Many businesses face a steep, possibly complete decline in income, with customer demand reduced or non-existent, supply chains decimated, cash drying up but with costs remaining constant. We have seen help from the government in many forms, such as the furloughing scheme for staff, financial assistance for the self-employed, cash loans, business rates holidays, deferring of tax payments and restrictions on landlord evictions. The message from the centre has been hang on in there, we will help you through this.
Such an approach is understandable. If high numbers of businesses crash now, the economy will be in tatters, taking many years to recover. Alongside this approach, all winding up and bankruptcy petitions will now be adjourned until June 2020, the courts not wanting to hear these cases remotely. The wolf at the door, in the form of a creditor’s petition, does not go away, but it won’t get entry. At least, not yet.
But the decisions facing the management of businesses in the UK are nevertheless grave. They may be able to carry on for the foreseeable future, or to mothball for a period of time, but what happens on the other side? What happens if the business is no longer viable, has to be liquidated and, worse still, the creditor position has worsened in the interim? It would be tempting for the cautious director to say let’s call it a day now.
The government has thought about this current scenario in the boardrooms and does not want an epidemic of insolvencies now. They want businesses to bounce back. Accordingly, the Business Secretary Asok Sharma has announced new measures to help businesses “emerge intact the other side of the Covid-19 pandemic”. There will be a temporary suspension of the wrongful trading rules, which will apply retrospectively from 1 March 2020. Whilst the detail is yet to be seen, this should mean that when a liquidator is assessing claims for wrongful trading (and, one assumes, disqualification for unfitness), the core period of COVID-19 will be disregarded. This should remove the fear directors may have of continuing in these tumultuous trading times and to give vital breathing space.

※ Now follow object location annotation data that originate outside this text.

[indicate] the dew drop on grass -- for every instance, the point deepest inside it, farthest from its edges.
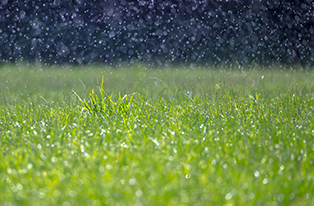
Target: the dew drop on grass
(139, 193)
(265, 181)
(228, 196)
(19, 186)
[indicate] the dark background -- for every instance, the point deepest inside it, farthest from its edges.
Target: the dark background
(160, 32)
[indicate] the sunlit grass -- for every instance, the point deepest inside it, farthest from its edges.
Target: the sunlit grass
(156, 136)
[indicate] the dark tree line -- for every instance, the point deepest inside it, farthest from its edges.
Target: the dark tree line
(212, 32)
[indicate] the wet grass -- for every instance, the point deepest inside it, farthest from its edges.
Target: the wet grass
(156, 136)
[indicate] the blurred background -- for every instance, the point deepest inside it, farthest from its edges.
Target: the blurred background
(157, 32)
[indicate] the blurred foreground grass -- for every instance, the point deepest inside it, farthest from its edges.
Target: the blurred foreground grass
(188, 137)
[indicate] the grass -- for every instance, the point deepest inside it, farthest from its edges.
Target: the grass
(156, 136)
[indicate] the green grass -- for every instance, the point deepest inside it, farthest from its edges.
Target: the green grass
(156, 136)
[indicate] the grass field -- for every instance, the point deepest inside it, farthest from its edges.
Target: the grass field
(156, 136)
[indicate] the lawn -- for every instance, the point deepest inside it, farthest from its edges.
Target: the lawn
(135, 135)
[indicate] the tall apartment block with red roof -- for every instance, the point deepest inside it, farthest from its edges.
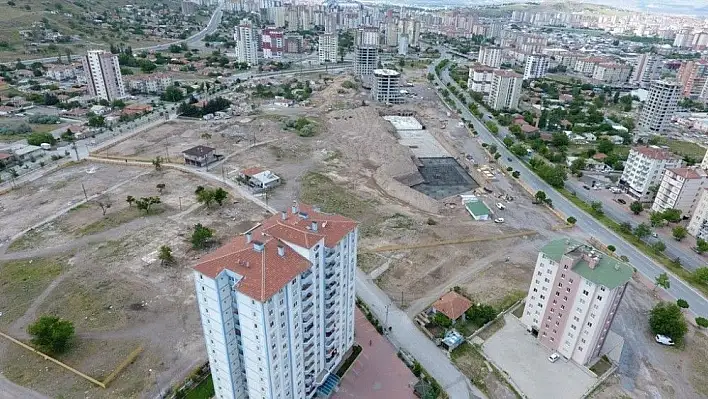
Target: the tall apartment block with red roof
(277, 305)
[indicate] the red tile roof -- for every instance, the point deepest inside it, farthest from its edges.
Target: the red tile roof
(264, 271)
(452, 305)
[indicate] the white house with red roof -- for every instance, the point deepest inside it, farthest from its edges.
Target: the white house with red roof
(277, 305)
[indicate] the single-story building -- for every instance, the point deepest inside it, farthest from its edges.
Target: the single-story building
(200, 155)
(452, 305)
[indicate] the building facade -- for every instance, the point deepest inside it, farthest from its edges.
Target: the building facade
(277, 305)
(644, 168)
(573, 298)
(387, 86)
(246, 43)
(536, 66)
(660, 106)
(103, 76)
(506, 89)
(490, 56)
(327, 50)
(680, 189)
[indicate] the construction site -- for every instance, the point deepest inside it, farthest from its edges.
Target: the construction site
(399, 170)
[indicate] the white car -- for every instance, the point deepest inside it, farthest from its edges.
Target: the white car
(664, 340)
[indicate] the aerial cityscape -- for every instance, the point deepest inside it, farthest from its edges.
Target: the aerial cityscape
(276, 199)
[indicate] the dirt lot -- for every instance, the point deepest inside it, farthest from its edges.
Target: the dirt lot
(102, 273)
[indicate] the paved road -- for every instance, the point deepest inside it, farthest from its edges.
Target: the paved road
(689, 259)
(587, 223)
(405, 335)
(214, 22)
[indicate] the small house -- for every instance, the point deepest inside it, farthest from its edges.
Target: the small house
(200, 155)
(452, 305)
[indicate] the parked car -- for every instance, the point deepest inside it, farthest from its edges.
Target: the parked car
(664, 340)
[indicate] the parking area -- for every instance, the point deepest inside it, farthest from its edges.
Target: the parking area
(526, 362)
(377, 373)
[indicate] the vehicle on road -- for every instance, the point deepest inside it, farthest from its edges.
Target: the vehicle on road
(664, 340)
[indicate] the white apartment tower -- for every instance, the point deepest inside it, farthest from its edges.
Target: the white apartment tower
(505, 90)
(574, 295)
(246, 43)
(366, 53)
(680, 189)
(490, 56)
(659, 106)
(277, 305)
(644, 168)
(536, 66)
(103, 76)
(386, 86)
(327, 50)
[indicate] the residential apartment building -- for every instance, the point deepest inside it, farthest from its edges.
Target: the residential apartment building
(277, 305)
(660, 106)
(103, 77)
(272, 42)
(611, 72)
(480, 79)
(505, 90)
(680, 188)
(327, 49)
(490, 56)
(693, 76)
(644, 168)
(536, 66)
(646, 69)
(698, 225)
(387, 86)
(246, 43)
(573, 298)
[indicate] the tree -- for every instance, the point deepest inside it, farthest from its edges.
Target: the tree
(642, 230)
(663, 281)
(201, 236)
(145, 203)
(97, 121)
(667, 319)
(540, 196)
(658, 246)
(39, 138)
(596, 207)
(51, 334)
(679, 233)
(636, 207)
(165, 255)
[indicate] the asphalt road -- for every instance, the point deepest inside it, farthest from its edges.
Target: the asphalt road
(214, 22)
(643, 264)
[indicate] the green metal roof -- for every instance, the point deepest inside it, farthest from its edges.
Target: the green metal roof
(477, 208)
(609, 272)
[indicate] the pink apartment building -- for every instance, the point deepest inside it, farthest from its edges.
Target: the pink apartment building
(573, 298)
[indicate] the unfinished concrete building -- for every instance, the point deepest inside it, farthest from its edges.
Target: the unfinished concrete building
(366, 54)
(386, 86)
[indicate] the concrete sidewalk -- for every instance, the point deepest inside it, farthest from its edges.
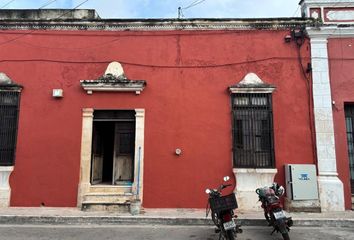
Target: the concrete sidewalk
(73, 216)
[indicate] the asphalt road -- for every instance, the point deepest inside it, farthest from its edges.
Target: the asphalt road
(157, 232)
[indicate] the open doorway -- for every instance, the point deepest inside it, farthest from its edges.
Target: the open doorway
(113, 147)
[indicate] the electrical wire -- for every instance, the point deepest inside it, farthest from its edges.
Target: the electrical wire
(180, 9)
(9, 2)
(296, 11)
(25, 34)
(175, 66)
(194, 4)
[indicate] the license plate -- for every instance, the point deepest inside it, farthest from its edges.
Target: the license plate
(229, 225)
(279, 215)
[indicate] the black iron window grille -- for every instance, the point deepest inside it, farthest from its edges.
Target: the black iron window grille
(9, 107)
(252, 130)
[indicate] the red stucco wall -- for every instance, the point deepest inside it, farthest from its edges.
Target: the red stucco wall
(186, 101)
(341, 62)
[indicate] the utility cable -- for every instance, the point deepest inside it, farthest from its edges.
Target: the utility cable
(25, 34)
(9, 2)
(180, 9)
(47, 4)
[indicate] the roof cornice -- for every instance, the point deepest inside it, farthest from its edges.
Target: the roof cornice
(157, 24)
(331, 32)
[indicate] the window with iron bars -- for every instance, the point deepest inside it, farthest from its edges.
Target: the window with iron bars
(9, 106)
(252, 130)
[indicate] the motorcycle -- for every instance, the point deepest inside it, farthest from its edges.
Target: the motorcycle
(222, 211)
(273, 209)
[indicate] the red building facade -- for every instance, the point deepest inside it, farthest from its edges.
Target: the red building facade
(162, 111)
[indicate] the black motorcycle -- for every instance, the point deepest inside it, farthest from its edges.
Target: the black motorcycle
(273, 209)
(222, 212)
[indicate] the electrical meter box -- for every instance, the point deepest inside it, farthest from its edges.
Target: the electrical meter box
(301, 182)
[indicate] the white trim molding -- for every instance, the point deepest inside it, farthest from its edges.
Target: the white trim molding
(113, 80)
(251, 83)
(5, 189)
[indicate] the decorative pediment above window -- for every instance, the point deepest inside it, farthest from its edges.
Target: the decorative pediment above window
(113, 80)
(251, 83)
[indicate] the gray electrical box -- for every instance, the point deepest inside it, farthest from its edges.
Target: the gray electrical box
(301, 182)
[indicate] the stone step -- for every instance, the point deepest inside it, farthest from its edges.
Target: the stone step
(110, 189)
(109, 207)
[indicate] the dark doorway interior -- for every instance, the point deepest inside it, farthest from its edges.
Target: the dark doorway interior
(349, 122)
(113, 147)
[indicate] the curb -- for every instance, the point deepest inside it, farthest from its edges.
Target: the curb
(104, 220)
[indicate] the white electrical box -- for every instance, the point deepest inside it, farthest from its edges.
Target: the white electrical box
(301, 182)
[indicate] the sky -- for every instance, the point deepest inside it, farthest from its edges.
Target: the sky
(169, 8)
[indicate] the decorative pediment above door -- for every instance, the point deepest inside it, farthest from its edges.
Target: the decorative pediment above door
(113, 80)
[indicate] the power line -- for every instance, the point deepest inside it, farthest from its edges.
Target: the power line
(172, 66)
(9, 2)
(180, 9)
(296, 11)
(25, 34)
(47, 3)
(194, 4)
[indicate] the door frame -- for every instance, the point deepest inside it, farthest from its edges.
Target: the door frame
(86, 152)
(349, 112)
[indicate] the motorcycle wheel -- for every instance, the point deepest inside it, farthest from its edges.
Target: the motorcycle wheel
(284, 231)
(215, 218)
(230, 235)
(267, 217)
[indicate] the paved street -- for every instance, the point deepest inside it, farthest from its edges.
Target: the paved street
(157, 232)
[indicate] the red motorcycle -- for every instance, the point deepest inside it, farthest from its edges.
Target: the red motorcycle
(273, 209)
(222, 212)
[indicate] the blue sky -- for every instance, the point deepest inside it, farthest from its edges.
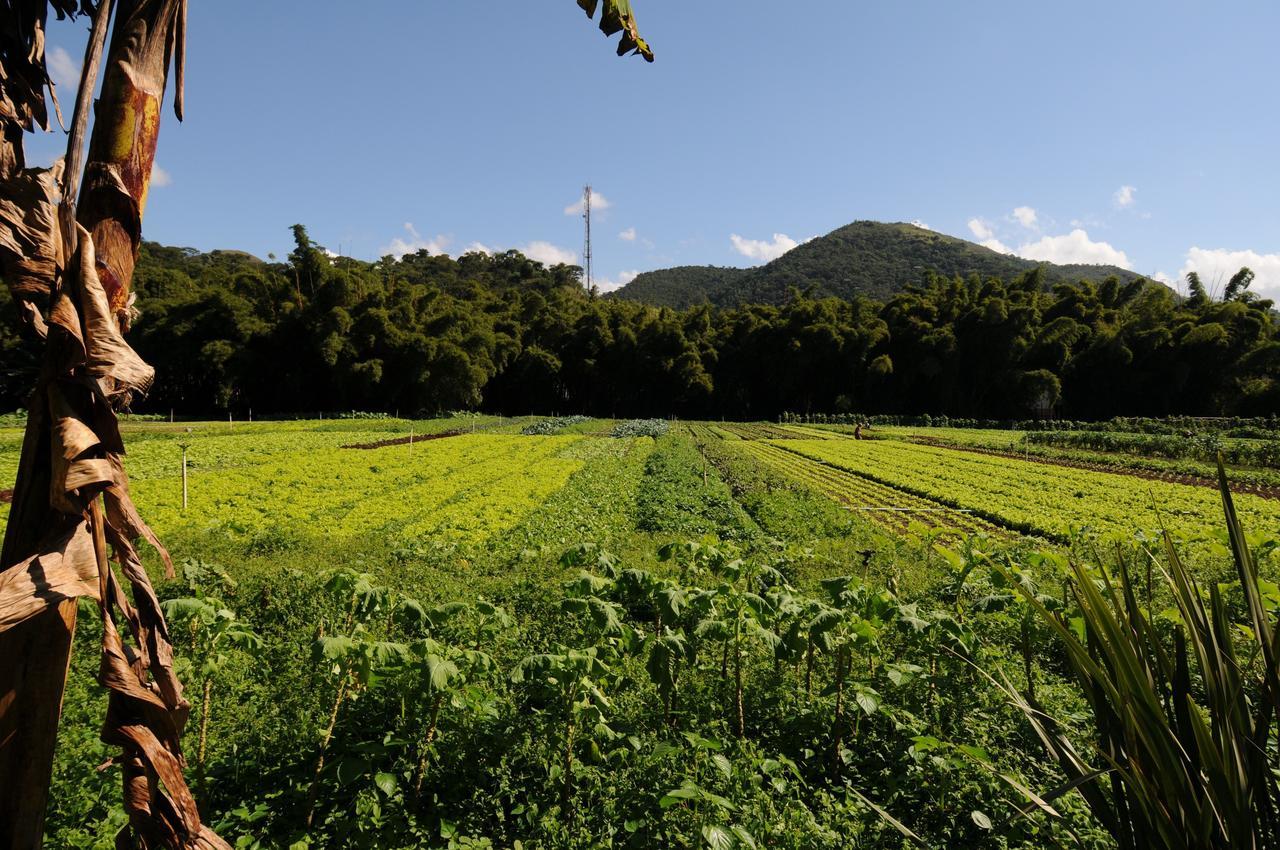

This should stop the spike in insolvencies that would be so damaging to the economy. But it does no cure the problems with customers and supply chains, which may be terminal. Or the banks, landlords, councils, trade creditors and, of course, the government from seeking satisfaction of their debts in the longer term. It also doesn’t provide businesses that are fundamentally non-viable with a Lazarus moment, or the unscrupulous director with a free pass to take advantage of these temporary relaxations.
Despite the government providing some further reassurance in these challenging times, for directors and management the advice must remain the same.
If you have any concerns about the solvency of your business and want to consider its restructuring or cessation, get professional advice sooner rather than later.